1) General remark when using nnDetection with high VRAM GPUs: I would highly recommend to perform the planning on a smaller GPU with ~11GB since that will give the best starting point for any further tuning. Running the planning on larger GPUs will increase the patch size which is only beneficial if very large objects are present in the dataset (an alternativ is to run the planning stage with increased batch size and a bigger model when planning).

2) Especially for large data sets I would recommend to: 2.1: bump batch size from 4 to 8 or even 12 , 2.2 increase the number of channels in the models by ~50%, 2.3 if large objects are present which exceed the current patch size increasing it => 2.1 & 2.2 will bump the VRAM to approximately 32GB which would benefit the RTX6000 with 48GB VRAM and wouldn't work for the 4090s. Training time will increase with theses changes to 3-4days per fold

3) nnDetection can only use one GPU. Having two GPUs would allow you to train two folds in parallel which can speed up the final round of experiments (considering that per default 5 folds need to be trained)

So in the end it boils down to the decision: the RTX6000 allows for training of significantly larger models which might be beneficial in the context of large datasets but also train for a very long time. The dual GPU setup will allow to run experiments in parallel which can speed up experimentation time but has a bit of a limitation when scaling to very large models.

Hope this helps :) Best, Michael

DSRajesh commented 1 year ago

Thank you for clarifying that nnDetect does not support multi-GPU training to train a single fold.

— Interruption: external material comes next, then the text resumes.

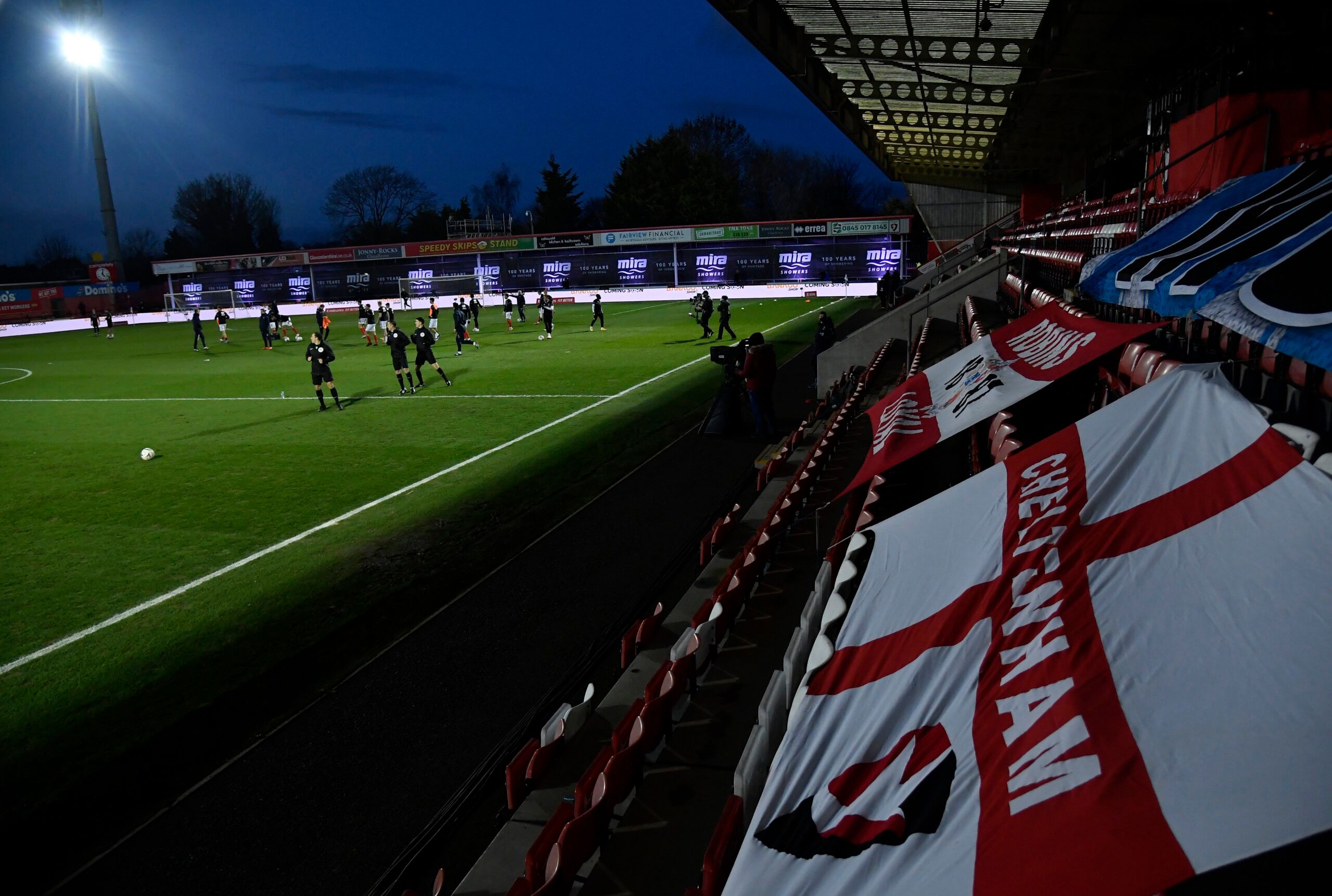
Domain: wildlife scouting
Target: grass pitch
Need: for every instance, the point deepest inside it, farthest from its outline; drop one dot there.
(92, 532)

Given a task of detecting small objects from Lung CT such as lung nodules, from over 10000 scans what kind of a GPU might work best ?

A. High VRAM and moderate compute speed - the old A6000 48GB, 10752 CUDA cores, 1.45GHz clock

or

(B) High speed and lower VRAM - RTX 4090 24GB, 16384 CUDA cores, 2.2GHz clock

What are the subtleties involved in the nndetect parameters in training with a very large number of datasets. eg. Batch size, etc.

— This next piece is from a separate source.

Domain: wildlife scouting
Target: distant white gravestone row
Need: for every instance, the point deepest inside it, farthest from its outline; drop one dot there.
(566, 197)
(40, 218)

Would we push the memory limits on a RTX4090 ?

Would similar frameworks like the RetinaNet detector in MONAI support multi-GPU or multiple workstations for detection with federated learning etc ?

Thanking You

Rajesh

mibaumgartner commented 1 year ago

From a practical standpoint, two 4090's will likely give you the best value proposition since they are faster and there are two of them. If you assume that the nodules tend to be no the smaller side, bumping the batch size and model size will give you a small performance boost but might already be limited by 24GB VRAM (usually this setup consumes around ~32GB; bumping to batch size 6 instead of 8 might save enough memory to train on 24GB). If you are planning to use the GPUs for a longer time and multiple development interations, 4090's are probably better since your turnaround time will be shorter. If the intention is to train the best model once (and for a very long time) the A6000 is the better choice due to the VRAM.

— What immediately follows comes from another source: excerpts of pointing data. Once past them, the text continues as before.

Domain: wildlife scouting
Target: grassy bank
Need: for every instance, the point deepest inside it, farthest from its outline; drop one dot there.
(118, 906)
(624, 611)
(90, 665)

Technically, it is even possible to train multi-GPUs with nnDetection but the setup is not well tested and there are several caveats to it (e.g. the online evaluation is only computed per GPU and averaged instead of collecting predictions and averaging over all batches; sweep needs to be run separately with decreased batch size etc. ). I'm not sure if the MONAI implementation is covering these problems since their evaluation is based on nnDetection/COCO (this would be DDP training and not federated training). As such we do not actively provide support any problems which might arise from using this feature.

github-actions[bot] commented 9 months ago

This issue is stale because it has been open for 30 days with no activity.

github-actions[bot] commented 9 months ago

This issue was closed because it has been inactive for 14 days since being marked as stale.